Detecting different oxygen-ion jump pathways in Bi2WO6 with 1-and 2-dimensional 17O MAS NMR spectroscopy

Bismuth tungsten oxide (Bi2WO6) is an in = 1 Aurivillius phase and some of its doped compounds show moderately high oxygen ion conductivity. These materials are structurally related to the more disordered bismuth vanadium oxide Aurivillius phases (or BIMEVOXes), which exhibit extremely high conductivities. We demonstrate that a combination of one- and two-dimensional, variable-temperature, O-17 MAS NMR spectroscopy may be used to probe ionic motion in the Nb5+-doped bismuth tungstates and resolve different oxide-ion conduction mechanisms that occur over a very wide range of different time scales (10(-1) to 10(-1) s).

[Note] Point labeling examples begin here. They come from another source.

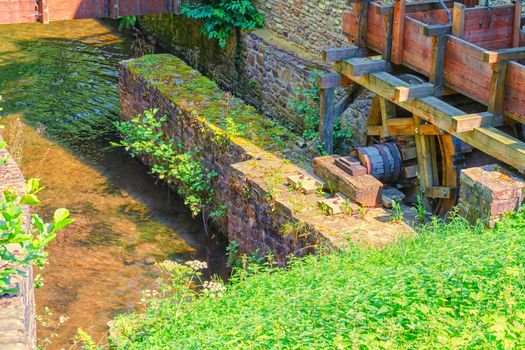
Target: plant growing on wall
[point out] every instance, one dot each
(143, 136)
(222, 17)
(22, 246)
(307, 106)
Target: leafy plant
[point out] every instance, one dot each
(127, 22)
(453, 287)
(222, 17)
(143, 136)
(31, 240)
(397, 212)
(307, 105)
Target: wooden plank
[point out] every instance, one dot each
(516, 53)
(437, 29)
(439, 192)
(398, 31)
(337, 54)
(437, 64)
(403, 94)
(363, 66)
(327, 119)
(497, 88)
(488, 139)
(469, 122)
(458, 20)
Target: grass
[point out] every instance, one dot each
(456, 286)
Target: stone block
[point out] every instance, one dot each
(488, 192)
(365, 190)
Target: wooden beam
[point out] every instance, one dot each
(437, 29)
(516, 53)
(327, 119)
(340, 53)
(362, 22)
(398, 31)
(458, 20)
(439, 192)
(437, 63)
(469, 122)
(403, 94)
(43, 7)
(488, 139)
(329, 80)
(516, 25)
(363, 66)
(497, 88)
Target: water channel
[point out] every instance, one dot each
(59, 83)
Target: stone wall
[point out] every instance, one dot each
(253, 157)
(312, 24)
(17, 312)
(259, 66)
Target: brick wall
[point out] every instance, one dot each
(17, 312)
(312, 24)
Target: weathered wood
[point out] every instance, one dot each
(492, 141)
(516, 53)
(43, 8)
(439, 192)
(497, 88)
(388, 23)
(398, 31)
(327, 119)
(329, 80)
(458, 20)
(337, 54)
(362, 22)
(364, 66)
(516, 23)
(437, 29)
(469, 122)
(437, 64)
(403, 94)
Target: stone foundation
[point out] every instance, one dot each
(17, 312)
(488, 192)
(263, 212)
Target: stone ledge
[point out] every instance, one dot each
(488, 192)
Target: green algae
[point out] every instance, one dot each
(225, 114)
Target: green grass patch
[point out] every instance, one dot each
(456, 286)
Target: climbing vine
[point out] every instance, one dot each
(143, 136)
(222, 17)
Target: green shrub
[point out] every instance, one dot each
(30, 243)
(455, 286)
(222, 17)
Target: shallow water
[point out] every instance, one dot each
(60, 88)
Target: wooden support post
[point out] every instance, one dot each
(362, 22)
(437, 63)
(388, 111)
(389, 22)
(458, 20)
(398, 31)
(43, 7)
(327, 119)
(497, 88)
(516, 26)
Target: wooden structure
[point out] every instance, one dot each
(26, 11)
(447, 77)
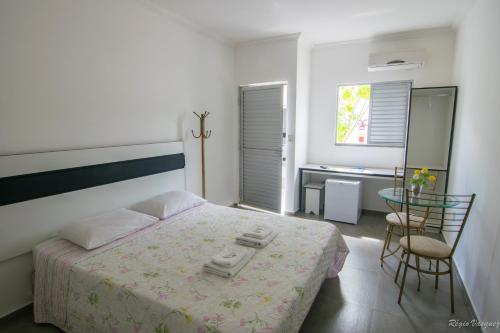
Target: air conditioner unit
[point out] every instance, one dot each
(396, 60)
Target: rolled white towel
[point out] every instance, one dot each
(230, 256)
(258, 231)
(257, 243)
(228, 272)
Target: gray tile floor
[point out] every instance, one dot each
(362, 299)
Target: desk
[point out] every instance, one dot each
(344, 171)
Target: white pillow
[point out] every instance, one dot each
(168, 204)
(95, 231)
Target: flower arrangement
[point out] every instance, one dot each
(421, 178)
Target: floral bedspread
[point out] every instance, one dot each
(153, 282)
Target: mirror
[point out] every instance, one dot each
(430, 129)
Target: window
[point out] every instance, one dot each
(373, 114)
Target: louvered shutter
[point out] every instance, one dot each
(388, 113)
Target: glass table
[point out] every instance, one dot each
(395, 198)
(397, 195)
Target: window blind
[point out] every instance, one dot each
(388, 113)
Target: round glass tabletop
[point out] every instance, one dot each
(397, 195)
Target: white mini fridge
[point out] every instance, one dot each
(343, 200)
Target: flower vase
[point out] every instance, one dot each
(416, 189)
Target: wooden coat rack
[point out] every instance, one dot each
(203, 135)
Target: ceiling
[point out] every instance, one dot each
(321, 21)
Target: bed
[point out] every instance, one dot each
(152, 280)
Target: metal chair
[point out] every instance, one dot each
(452, 220)
(399, 220)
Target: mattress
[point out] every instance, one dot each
(152, 280)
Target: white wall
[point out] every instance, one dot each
(341, 63)
(475, 156)
(95, 73)
(273, 60)
(302, 111)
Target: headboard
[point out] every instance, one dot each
(42, 192)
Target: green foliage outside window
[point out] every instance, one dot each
(353, 109)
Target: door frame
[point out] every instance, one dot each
(282, 85)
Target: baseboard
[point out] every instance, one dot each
(6, 315)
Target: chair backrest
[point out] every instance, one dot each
(449, 211)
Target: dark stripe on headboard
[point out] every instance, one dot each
(42, 184)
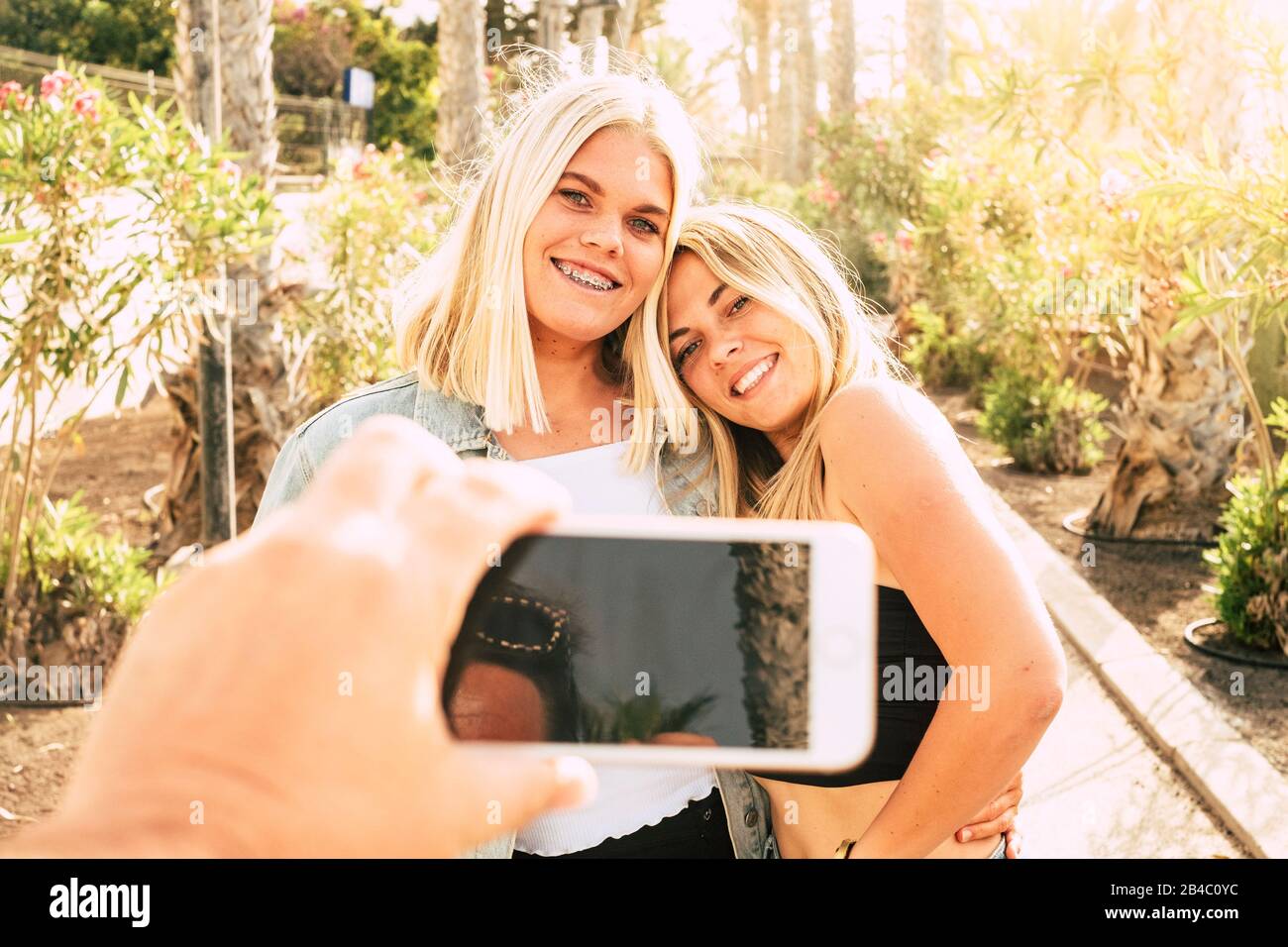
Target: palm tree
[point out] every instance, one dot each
(842, 58)
(755, 72)
(266, 398)
(772, 594)
(552, 16)
(460, 71)
(1183, 398)
(927, 50)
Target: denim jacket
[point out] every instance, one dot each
(460, 425)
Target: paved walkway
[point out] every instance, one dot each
(1098, 789)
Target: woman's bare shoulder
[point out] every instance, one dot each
(890, 449)
(880, 410)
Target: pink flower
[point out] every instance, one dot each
(54, 82)
(11, 90)
(85, 105)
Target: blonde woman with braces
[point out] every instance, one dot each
(513, 337)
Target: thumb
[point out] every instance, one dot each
(518, 789)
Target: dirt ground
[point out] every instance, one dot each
(121, 459)
(1157, 587)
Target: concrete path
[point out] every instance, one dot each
(1098, 787)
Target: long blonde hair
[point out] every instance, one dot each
(462, 318)
(780, 263)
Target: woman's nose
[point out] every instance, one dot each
(724, 348)
(603, 235)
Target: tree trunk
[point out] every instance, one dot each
(1180, 415)
(460, 69)
(552, 17)
(773, 637)
(760, 78)
(927, 46)
(266, 401)
(622, 27)
(806, 91)
(789, 129)
(1183, 410)
(842, 59)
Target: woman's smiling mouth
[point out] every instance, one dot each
(752, 376)
(587, 278)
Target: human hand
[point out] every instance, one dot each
(283, 697)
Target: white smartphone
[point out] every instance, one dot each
(734, 643)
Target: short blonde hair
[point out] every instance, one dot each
(778, 262)
(462, 320)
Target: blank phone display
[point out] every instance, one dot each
(618, 641)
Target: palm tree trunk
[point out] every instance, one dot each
(267, 402)
(842, 59)
(552, 16)
(789, 129)
(927, 47)
(773, 622)
(1176, 415)
(1181, 414)
(460, 69)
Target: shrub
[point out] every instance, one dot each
(1046, 425)
(1250, 560)
(947, 359)
(77, 586)
(373, 218)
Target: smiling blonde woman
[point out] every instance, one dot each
(811, 416)
(516, 334)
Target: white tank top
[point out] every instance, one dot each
(629, 797)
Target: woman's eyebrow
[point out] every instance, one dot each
(711, 302)
(592, 185)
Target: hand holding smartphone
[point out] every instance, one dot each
(664, 641)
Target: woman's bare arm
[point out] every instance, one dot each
(905, 476)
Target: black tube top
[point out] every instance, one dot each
(902, 718)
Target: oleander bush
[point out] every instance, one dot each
(1046, 425)
(1250, 560)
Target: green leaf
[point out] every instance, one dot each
(123, 385)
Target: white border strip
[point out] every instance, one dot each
(1247, 792)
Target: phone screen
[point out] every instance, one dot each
(623, 641)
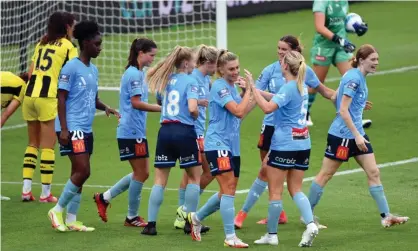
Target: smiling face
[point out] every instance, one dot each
(370, 63)
(282, 49)
(230, 71)
(146, 58)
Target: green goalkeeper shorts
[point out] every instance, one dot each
(327, 56)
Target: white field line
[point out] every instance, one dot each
(388, 164)
(385, 72)
(397, 70)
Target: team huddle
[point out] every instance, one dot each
(61, 99)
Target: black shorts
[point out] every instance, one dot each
(133, 149)
(177, 141)
(286, 160)
(222, 161)
(265, 137)
(201, 143)
(79, 143)
(343, 149)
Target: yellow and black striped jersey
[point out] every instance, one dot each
(12, 87)
(48, 59)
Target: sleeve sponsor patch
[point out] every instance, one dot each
(260, 77)
(64, 78)
(136, 84)
(223, 92)
(353, 86)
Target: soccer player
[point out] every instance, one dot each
(39, 107)
(131, 132)
(222, 146)
(12, 91)
(330, 44)
(206, 66)
(271, 79)
(77, 103)
(346, 136)
(290, 148)
(179, 93)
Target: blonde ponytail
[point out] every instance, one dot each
(206, 54)
(159, 75)
(224, 56)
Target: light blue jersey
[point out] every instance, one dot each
(224, 128)
(132, 124)
(353, 84)
(204, 82)
(290, 132)
(271, 80)
(180, 88)
(81, 82)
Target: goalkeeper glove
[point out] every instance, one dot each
(348, 47)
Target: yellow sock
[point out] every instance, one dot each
(47, 166)
(29, 162)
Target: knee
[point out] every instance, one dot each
(262, 175)
(294, 189)
(374, 175)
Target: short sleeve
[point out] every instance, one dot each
(283, 97)
(311, 79)
(135, 84)
(221, 94)
(67, 76)
(351, 87)
(319, 6)
(263, 79)
(193, 90)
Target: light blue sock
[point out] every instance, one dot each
(191, 199)
(274, 211)
(256, 190)
(211, 206)
(135, 188)
(315, 194)
(74, 204)
(304, 206)
(379, 196)
(182, 192)
(228, 214)
(70, 190)
(121, 186)
(155, 200)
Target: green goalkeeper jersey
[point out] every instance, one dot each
(335, 12)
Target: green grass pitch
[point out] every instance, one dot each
(347, 208)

The use of O-17 two-dimensional exchange spectroscopy dramatically increases the range of oxide-ion conductors that can be investigated by MAS NMR. Motion commences in the perovskite layers, with slow exchange between the Bi2O22+ and (WO4)(n)(2n-) layers occurring at higher temperatures, as detected by 2D NMR. Simulation of the 1D O-17 NMR spectra of Bi2W1-xNbxO6 with x = 0.05 and 0. 1 shows an increase in ionic conductivity from x = 0.05 to 0.1 consistent with the anionic conductivity of these materials measured by ac impedance spectroscopy.